Lors du festival du film de Venise, début septembre, « Tatami » a été salué par une standing ovation et le film, jusqu’à présent, a été vendu à huit pays. Il figure aussi au programme de nombreux festivals, indique Nattiv, qui précise être encore dans l’attente de nouvelles de festivals internationaux de cinéma de premier plan.
« C’est très différent de ‘Golda’, » fait remarquer Nattiv, faisant référence à son long-métrage le plus récent, un biopic historique avec en tête d’affiche Helen Mirren. « Golda » est encore aujourd’hui projeté dans des salles du monde entier.
Si le film consacré à la première Première ministre de toute l’histoire d’Israël avait fortement retenu l’attention, il n’a pas réellement décollé dans les salles, avec des recettes de 4,4 millions de dollars seulement dans le monde entier et des critiques mitigées – que Nattiv attribue aux critiques d’Israël en général.
« Quand j’ai rencontré Helen Mirren en 2019, elle m’a dit que Golda était un sujet très controversé et j’ai répondu : ‘Quoi, mais c’est Golda, quand même !’. Elle m’a alors dit : ‘Vous verrez, ça fera beaucoup de vagues’. Je comprends maintenant », explique Nattiv. « Quand on se saisit du sujet d’une femme, d’une dirigeante si complexe, ça entraîne de nombreuses réactions qui sont bonnes et mauvaises ».
Les Juifs américains adorent Golda Meir, note Nattiv, alors que les Israéliens sont divisés.
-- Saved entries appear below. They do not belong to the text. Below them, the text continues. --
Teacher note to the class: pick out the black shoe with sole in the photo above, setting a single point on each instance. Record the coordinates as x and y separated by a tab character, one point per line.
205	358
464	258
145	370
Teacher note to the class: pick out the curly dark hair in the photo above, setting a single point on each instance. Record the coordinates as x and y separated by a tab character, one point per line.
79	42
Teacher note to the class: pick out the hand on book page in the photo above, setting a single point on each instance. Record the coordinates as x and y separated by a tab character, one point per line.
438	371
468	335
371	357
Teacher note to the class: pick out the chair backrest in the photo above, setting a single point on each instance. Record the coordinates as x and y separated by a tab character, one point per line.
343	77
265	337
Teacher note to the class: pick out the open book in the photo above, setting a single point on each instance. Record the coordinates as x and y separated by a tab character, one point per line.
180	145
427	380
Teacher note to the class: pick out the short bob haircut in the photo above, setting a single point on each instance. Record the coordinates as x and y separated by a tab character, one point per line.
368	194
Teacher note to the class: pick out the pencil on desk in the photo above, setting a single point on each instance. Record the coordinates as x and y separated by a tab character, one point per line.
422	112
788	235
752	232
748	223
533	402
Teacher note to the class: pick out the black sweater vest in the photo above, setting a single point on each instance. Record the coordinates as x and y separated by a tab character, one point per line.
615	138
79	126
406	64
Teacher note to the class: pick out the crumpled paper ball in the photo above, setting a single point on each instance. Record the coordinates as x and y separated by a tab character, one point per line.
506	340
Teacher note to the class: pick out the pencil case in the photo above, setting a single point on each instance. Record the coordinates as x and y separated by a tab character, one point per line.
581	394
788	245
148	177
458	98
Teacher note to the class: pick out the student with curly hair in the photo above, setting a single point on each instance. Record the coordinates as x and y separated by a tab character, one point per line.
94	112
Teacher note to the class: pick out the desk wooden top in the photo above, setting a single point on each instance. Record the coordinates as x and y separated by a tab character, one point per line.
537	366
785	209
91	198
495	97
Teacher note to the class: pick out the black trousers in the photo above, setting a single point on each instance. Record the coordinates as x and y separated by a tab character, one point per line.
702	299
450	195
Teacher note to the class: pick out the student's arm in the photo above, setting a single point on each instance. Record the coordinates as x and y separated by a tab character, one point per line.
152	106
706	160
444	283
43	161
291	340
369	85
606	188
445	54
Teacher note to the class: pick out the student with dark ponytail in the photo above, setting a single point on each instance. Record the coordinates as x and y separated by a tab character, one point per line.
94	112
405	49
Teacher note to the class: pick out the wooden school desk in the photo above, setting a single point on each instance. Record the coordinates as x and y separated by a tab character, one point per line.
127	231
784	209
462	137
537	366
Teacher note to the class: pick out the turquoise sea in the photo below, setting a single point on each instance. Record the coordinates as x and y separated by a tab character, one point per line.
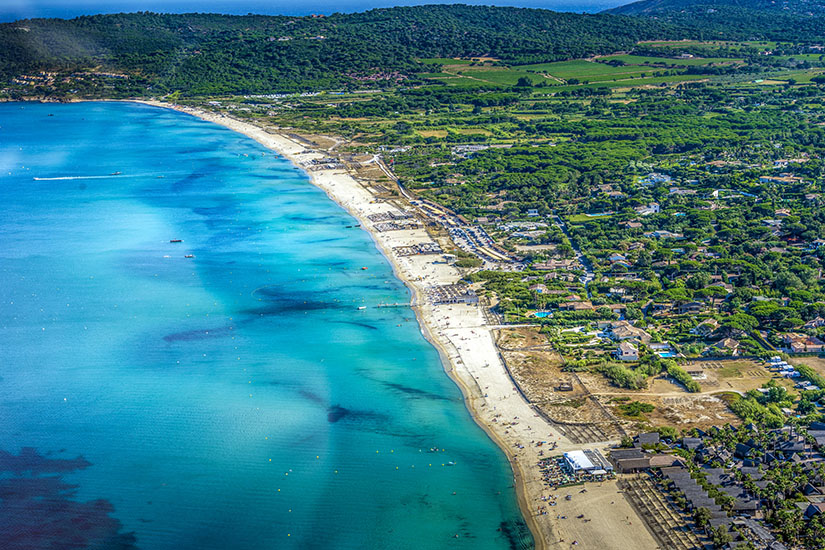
237	399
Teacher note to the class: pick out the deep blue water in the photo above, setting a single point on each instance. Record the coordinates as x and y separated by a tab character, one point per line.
237	399
12	10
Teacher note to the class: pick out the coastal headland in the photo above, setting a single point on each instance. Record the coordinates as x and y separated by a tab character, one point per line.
599	517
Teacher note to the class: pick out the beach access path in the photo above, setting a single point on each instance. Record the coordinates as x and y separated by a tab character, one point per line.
471	358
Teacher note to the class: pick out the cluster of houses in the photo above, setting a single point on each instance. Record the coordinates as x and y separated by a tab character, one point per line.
729	478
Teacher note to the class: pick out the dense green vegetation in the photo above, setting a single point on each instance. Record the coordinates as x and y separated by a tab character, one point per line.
201	54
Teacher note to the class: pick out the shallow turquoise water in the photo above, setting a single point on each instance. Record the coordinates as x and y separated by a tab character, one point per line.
236	399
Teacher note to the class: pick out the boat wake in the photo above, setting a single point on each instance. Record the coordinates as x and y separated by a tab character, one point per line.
59	178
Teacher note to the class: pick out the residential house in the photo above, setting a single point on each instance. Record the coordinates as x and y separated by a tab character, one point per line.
815	323
662	234
726	346
691	308
705	328
623	330
802	343
576	306
627	352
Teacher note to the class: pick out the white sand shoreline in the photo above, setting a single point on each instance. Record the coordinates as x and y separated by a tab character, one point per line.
468	352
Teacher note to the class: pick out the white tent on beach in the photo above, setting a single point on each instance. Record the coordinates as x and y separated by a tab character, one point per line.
578	461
Certains la considèrent comme la pire Première ministre de l’histoire d’Israël et d’autres ont remercié Nattiv pour « son beau geste » à l’égard de cette personnalité emblématique.
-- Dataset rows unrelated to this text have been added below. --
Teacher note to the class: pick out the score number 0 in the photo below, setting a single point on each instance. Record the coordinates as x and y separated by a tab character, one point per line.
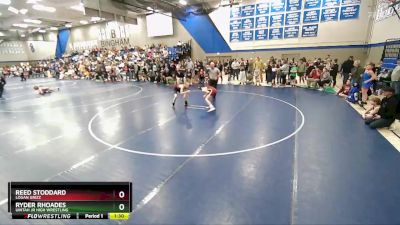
121	195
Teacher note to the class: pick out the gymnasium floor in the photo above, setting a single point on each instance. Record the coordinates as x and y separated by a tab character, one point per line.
266	156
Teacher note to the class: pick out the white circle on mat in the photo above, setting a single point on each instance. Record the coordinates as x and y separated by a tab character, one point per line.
197	155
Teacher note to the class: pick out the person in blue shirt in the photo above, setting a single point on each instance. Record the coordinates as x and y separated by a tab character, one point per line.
353	94
367	81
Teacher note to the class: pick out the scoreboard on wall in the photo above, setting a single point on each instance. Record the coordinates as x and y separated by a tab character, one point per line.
70	200
284	19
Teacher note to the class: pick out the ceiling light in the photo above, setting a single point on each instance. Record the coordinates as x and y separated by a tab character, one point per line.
80	7
32	1
43	8
32	21
22	25
95	19
5	2
23	11
13	10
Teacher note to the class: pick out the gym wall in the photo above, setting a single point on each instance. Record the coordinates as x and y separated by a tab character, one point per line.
137	36
382	30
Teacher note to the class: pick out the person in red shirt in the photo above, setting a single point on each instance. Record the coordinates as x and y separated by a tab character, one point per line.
314	77
209	96
345	90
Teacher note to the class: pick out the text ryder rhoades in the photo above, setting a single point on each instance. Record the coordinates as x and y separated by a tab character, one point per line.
39	192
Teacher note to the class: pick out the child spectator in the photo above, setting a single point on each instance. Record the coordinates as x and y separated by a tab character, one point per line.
293	74
354	93
345	90
373	111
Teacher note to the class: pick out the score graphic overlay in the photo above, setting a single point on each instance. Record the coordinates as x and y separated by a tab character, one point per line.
70	200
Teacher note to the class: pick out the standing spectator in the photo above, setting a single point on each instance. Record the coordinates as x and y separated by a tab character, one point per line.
396	78
270	74
356	72
2	84
242	73
387	112
325	78
334	71
258	69
367	79
213	75
314	77
301	70
235	70
285	72
346	68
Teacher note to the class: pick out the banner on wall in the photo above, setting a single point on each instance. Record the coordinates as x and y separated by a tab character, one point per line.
235	36
311	16
276	20
351	2
261	35
309	30
275	33
331	3
278	6
247	10
235	25
292	18
311	4
384	11
350	12
293	5
262	9
262	22
235	12
292	32
247	35
247	23
330	14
« Les non-Juifs ont le sentiment qu’Israël est devenu un pays extrémiste et ils ont le sentiment que ‘Golda’ représente le sionisme – ce sionisme qui, aujourd’hui, est une problématique compliquée », poursuit Nattiv, qui vit aujourd’hui avec sa famille à Los Angeles où il s’est installé il y a environ dix ans. « Ce n’est pas facile d’être un artiste israélien en ce moment ».
Nattiv ne regrette absolument pas d’avoir réalisé « Golda », ce qui lui a donné la chance de travailler avec Mirren, « la meilleure actrice du monde ».
Il souligne que « Golda » a fait cinq millions de dollars de recettes dans le mois qui a suivi sa sortie, « ce qui n’est pas mal pour un film indépendant, » et que 200 000 personnes sont allées voir le film en Israël, ce qui est une performance digne. Le long-métrage sortira en Europe et dans le reste du monde au mois d’octobre.
Le film était assorti d’un budget de 80 millions de dollars quand Nattiv avait été embauché comme réalisateur et il comprenait initialement des scènes de guerre nombreuses et coûteuses. Mais le budget avait été réduit avec la pandémie de COVID-19 qui s’était abattue sur le monde.
Nattiv aura finalement choisi de transformer Golda « en film très claustrophobe », explique-t-il, avec ses images de longs couloirs obscurs, le bruit inquiétant du briquet de Golda allumant l’une de ses nombreuses cigarettes, la Première ministre marchant le long d’un corridor ou observant une nuée d’oiseaux se dispersant dans le ciel.
Les critiques du film, aux États-Unis, « ont porté un coup », indique-t-il, « mais heureusement, j’ai ‘Tatami’ dont j’ai moi-même écrit le script. J’ai donné au film beaucoup de cœur, beaucoup d’âme et c’est merveilleux parce qu’il s’agit d’une rare combinaison d’ennemis qui sont devenus des amis ».
Le prochain projet de Nattiv est « Harmonia », un film qui évoque sa grand-mère, une survivante de la Shoah, qui était parvenue à sortir d’une grave dépression à l’âge mûr avec l’aide d’un danseur du ventre qui s’avérait être un gourou, éloignant sa grand-mère de sa famille et de ses proches.
Le film suit la mère et la tante de Nattiv alors que les deux femmes tentent d’extraire la grand-mère de la sphère d’influence du groupe, qui devait finalement partir pour la Virginie, y établissant un ashram dans une communauté existante connue sous le nom de Yogaville.
« Ma mère me dit : ‘Guychik, fais un beau film, un film romantique' », s’amuse Nattiv, qui interrompt brièvement notre entretien téléphonique pour prendre un appel de sa mère. « Je lui dis : Maman, je suis comme ça. J’aime choisir des sujets difficiles parce que ce sont ceux qui étaient au cœur des films que j’ai regardés en grandissant et que c’est ça que je veux faire ».